# Intro to Pandas
by Ryan Orsinger

## Module 4: Aggregating
- Using `.crosstab` to count a frequency count for each category pairing
- Using `.pivot_table` to calculate aggregates of numeric values for each category pairing (same as a spreadsheet pivot table)

In [None]:
# Import pandas
import pandas as pd

# Read in some data
df = pd.read_csv("tips.csv")
df.head()

### What is `.crosstab?`
- Crosstab computes a simple cross tabulation of two (or more) factors
- Computes a frequency table of factors
- Example: counting up how many tables ate lunch or dinner for each day?
- Example: Counting the number of smoking tables broken out by gender?

In [None]:
# Say we needed to get all the different days
df.day.unique()

In [None]:
# And all the different times
df.time.unique()

In [None]:
# To count Thursday Lunch, we need this compound indexing operation
df[(df.day == "Thur") & (df.time == "Lunch")].shape[0]

In [None]:
# To count Thursday Dinner, we need this compound indexing operation
# Repeat this for each day/time combination...
df[(df.day == "Thur") & (df.time == "Dinner")].shape[0]

In [None]:
# For another approach,
# we could run .time.value_counts() on each individual day
# But this would be get tedious, too
# Especially if the possible values are larger than 4 x 2
df[df.day == "Thur"].time.value_counts()

In [None]:
# Crosstab to the rescue!
# Frequency count of all days by all times
pd.crosstab(index=df.day, columns=df.time)

In [None]:
# Margins=True shows the row/column totals
pd.crosstab(index=df.day, columns=df.time, margins=True)

In [None]:
# We can also pass lists of series into either index or columns
pd.crosstab(index=df.day, columns=[df.time, df.smoker])

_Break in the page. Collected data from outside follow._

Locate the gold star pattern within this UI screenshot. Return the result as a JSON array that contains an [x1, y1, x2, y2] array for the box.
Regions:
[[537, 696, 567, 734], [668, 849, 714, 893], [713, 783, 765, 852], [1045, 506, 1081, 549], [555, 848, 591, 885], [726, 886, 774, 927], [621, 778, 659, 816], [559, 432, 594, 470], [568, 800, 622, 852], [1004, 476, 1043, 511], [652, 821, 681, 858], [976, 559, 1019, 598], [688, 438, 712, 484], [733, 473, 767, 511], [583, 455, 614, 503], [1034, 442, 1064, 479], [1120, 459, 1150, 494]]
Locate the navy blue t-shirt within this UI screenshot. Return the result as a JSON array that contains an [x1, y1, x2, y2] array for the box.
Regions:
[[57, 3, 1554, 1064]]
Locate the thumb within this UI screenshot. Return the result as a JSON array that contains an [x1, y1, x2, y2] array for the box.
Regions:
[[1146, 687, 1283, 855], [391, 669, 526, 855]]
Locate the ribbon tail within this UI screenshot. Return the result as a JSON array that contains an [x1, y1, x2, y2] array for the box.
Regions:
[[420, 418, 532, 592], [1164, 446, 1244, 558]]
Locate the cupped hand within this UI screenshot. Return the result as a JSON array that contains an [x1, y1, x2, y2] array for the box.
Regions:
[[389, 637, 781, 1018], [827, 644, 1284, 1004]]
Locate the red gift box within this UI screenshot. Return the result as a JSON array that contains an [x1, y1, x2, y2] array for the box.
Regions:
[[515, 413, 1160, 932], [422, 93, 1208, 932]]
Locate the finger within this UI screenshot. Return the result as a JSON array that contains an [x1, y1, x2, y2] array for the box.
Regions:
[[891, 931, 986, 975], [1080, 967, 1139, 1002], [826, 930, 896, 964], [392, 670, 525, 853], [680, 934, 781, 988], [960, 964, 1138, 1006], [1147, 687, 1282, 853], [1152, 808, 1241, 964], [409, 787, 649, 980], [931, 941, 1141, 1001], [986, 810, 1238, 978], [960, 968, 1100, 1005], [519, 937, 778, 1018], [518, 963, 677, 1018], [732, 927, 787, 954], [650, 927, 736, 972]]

## Using pivot_tables to aggregate more than counts
- Use `.pivot_table` to set up intersections, then specify the column to measure, in aggregate, and your aggregate function
- The `.pivot_table` method defaults to using the average, 
- We can specify multiple categories in the index and columns, but the results can become visually busy
- Example: for each day/time pairing, calculate the average `total_bill`
- Example: for each day/time pairing, get the average `total_bill` and `tip`
- Example: for each day/time pairing, calculate the min, median, max `tip`

In [None]:
# Without specifying a "values" column, 
# pivot_table returns the average of each category pair
pd.pivot_table(df, index="day", columns="time")

In [None]:
pd.pivot_table(df, index="day", columns="time", values="total_bill")

In [None]:
# Use the "values" argument to specify which columns to calculate
pd.pivot_table(df, index="day", columns="time", values=["total_bill", "tip"])

In [None]:
# Use the aggfunc argument to overwrite the default mean function
pd.pivot_table(df, values="tip", aggfunc="median", index="day", columns="time")

In [None]:
# The aggfunc argument can take a list of aggregate functions
pd.pivot_table(df, values="tip", aggfunc=["min", "median", "max"], index="day", columns="time")

## Additional Resources
- https://pandas.pydata.org/docs/reference/api/pandas.crosstab.html
- https://pandas.pydata.org/docs/reference/api/pandas.pivot_table.html

## Exercises
- Use crosstab on the `tips` dataframe to count the number of differently sized tables for each time of day. *Hint* remember that `.size` is a built-in attribute on pandas objects.
- Use `pd.read_csv` and the `mpg.csv` file to create a dataframe named `mpg`.
- Use `.crosstab` to count the number of vehicles for each combination of class and drivetrain. *Hint* remember that `class` is a reserved word in Python.
- Use `.crosstab` to count the number of vehicles for each combination of manufacturer and drivetrain.
- Use `.pivot_table` and `mpg` to calculate the average highway mileage for each combination of vehicle class and drivetrain. 
- Use `.pivot_table` and `mpg` to calculate the median city mileage for each combination of manufacturer and drivetrain.

In [None]:
# Use crosstab on the tips dataframe to count the number of differently sized tables for each time of day. 
# Hint remember that .size is a built-in attribute on pandas objects.


In [None]:
# Use pd.read_csv and the mpg.csv file to create a dataframe named mpg.


In [None]:
# Use .crosstab to count the number of vehicles for each combination of class and drivetrain. 
# Hint remember that "class" is a reserved word in Python.


In [None]:
# Use .crosstab to count the number of vehicles for each combination of manufacturer and drivetrain.


In [None]:
# Use .pivot_table and mpg to calculate the average highway mileage for each combination of vehicle class and drivetrain.


In [None]:
# Use .pivot_table and mpg to calculate the median city mileage for each combination of manufacturer and drivetrain.